As of Friday morning, 13,357 customers were experiencing power outages in the utilities’ service area, according to Edison spokeswoman Taelor Bakewell. Affected households are in Los Angeles, Orange, Kern, San Bernardino and Ventura counties. More people in these five areas, along with Riverside County, could still lose power, depending on the ferocity and direction of the Santa Ana winds.
“We know how disruptive it can be, and this is a tough weekend to go through it — even my grandparents can be affected — but we live in Southern California and we can face so many natural disasters,” Bakewell said. “We’re just trying to mitigate as many risks as we can, and we appreciate everyone’s patience as we work to protect the community.”
As howling gales continue to whip through the region, officials at the National Weather Service are predicting a mostly sunny day after Thanksgiving, with northeast winds of up to 45 miles per hour from Malibu to the Hollywood Hills.
A wind advisory will remain in effect until 3 p.m. and a red-flag warning for extreme fire danger has been extended until 6 p.m.

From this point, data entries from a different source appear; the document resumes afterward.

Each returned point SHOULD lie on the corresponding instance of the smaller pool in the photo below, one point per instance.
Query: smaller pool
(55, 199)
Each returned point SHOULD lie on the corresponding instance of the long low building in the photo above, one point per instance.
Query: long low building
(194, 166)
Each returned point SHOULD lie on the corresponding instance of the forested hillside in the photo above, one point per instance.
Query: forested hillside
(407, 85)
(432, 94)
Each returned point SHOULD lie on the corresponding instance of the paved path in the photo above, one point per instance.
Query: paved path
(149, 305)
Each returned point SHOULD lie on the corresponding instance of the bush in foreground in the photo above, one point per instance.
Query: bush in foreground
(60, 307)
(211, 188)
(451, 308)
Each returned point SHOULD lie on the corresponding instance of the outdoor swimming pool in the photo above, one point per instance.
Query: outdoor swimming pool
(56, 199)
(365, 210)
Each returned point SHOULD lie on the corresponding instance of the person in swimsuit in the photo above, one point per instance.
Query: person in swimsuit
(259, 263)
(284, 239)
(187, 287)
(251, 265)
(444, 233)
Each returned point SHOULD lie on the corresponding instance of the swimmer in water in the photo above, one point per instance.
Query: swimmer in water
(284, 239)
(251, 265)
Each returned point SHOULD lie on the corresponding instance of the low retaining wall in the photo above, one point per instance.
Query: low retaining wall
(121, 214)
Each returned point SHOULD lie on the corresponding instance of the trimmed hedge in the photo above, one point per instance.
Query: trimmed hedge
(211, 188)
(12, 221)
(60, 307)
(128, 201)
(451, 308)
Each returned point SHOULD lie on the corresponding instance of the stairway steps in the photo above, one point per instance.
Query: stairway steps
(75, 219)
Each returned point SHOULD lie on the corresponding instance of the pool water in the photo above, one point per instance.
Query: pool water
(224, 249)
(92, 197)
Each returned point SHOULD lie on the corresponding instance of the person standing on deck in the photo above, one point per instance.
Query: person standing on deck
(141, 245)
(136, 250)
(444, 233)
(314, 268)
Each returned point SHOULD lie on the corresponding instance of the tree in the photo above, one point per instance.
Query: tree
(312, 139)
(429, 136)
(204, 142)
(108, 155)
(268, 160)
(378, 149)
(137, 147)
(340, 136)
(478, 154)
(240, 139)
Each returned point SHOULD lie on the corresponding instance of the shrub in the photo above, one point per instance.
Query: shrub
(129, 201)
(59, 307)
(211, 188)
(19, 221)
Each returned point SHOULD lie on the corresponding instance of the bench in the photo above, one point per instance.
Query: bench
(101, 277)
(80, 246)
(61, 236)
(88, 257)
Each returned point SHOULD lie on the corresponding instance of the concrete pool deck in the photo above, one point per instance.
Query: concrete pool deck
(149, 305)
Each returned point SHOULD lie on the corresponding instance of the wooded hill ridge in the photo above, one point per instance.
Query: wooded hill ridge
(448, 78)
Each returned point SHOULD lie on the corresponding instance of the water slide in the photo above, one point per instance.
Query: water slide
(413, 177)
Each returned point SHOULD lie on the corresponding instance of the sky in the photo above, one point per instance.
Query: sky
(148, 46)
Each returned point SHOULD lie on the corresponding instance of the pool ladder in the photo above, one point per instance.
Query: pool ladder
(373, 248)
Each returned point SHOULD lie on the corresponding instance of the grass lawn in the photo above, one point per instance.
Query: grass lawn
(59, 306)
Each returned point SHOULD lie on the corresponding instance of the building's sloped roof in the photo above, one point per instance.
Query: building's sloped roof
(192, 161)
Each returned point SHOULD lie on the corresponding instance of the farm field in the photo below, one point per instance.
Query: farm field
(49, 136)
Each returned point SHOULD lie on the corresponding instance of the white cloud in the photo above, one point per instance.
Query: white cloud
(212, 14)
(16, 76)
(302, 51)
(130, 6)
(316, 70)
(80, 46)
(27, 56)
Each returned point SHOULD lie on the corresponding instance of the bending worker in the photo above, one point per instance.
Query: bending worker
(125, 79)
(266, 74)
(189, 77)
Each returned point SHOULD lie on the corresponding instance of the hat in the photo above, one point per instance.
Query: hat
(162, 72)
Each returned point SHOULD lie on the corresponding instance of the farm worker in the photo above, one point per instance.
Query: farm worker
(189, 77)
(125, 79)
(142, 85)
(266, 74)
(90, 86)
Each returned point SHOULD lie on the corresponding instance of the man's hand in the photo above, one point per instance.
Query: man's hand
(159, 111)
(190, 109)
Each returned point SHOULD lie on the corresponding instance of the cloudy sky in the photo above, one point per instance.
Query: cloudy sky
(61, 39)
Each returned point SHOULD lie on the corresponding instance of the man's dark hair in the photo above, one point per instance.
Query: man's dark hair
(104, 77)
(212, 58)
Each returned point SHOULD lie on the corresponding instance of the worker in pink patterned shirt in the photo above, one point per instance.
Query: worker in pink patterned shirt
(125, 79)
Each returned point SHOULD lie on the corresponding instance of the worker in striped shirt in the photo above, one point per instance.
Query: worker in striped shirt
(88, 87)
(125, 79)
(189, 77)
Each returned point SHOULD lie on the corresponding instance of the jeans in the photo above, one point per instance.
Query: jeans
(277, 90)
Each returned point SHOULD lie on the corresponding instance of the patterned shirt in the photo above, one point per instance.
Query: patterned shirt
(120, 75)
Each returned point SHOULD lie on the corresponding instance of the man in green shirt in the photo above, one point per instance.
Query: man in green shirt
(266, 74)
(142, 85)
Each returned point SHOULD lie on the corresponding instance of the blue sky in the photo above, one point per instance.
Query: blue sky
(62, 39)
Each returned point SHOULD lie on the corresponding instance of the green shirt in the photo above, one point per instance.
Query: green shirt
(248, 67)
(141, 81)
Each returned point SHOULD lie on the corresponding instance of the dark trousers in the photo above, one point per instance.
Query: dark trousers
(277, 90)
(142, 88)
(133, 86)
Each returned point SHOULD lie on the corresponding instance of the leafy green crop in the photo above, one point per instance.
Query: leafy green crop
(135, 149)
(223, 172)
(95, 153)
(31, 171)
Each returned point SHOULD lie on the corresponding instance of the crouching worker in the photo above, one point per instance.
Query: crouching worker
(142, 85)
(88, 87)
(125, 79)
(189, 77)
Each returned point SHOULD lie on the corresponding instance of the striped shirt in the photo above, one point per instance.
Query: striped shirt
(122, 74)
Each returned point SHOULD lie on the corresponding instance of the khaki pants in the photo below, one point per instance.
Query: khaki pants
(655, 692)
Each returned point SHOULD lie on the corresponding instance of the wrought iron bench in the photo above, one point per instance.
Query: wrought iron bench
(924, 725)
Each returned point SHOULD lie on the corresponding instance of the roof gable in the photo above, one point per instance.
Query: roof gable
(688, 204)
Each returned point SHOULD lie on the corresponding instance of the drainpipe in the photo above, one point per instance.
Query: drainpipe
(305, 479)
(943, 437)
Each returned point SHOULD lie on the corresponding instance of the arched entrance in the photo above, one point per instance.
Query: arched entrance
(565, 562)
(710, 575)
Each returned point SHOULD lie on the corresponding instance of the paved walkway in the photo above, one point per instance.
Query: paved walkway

Saturday for the mountains in Los Angeles and Ventura counties and the Santa Clarita Valley. Highs will be in the mid-60s to mid-70s throughout the region, while air quality is in the good to moderate range.
Kristen Stewart, a meteorologist for the National Weather Service, said California is in for a dry winter “as well as most of the West coast, really.
“We’re in a La Nina pattern, it will be warmer than normal, and after the long drought we’ve had, we really need rain, but we’re not going to get it. “
Edison customers can sign up for text alerts about power outages at (800) 655-4555 or go to www.sce.com/psps and type in your address to check your status.
“I know it’s nice to light candles around the holidays,” Bakewell said, “but we’re encouraging people to use flashlights for safety.”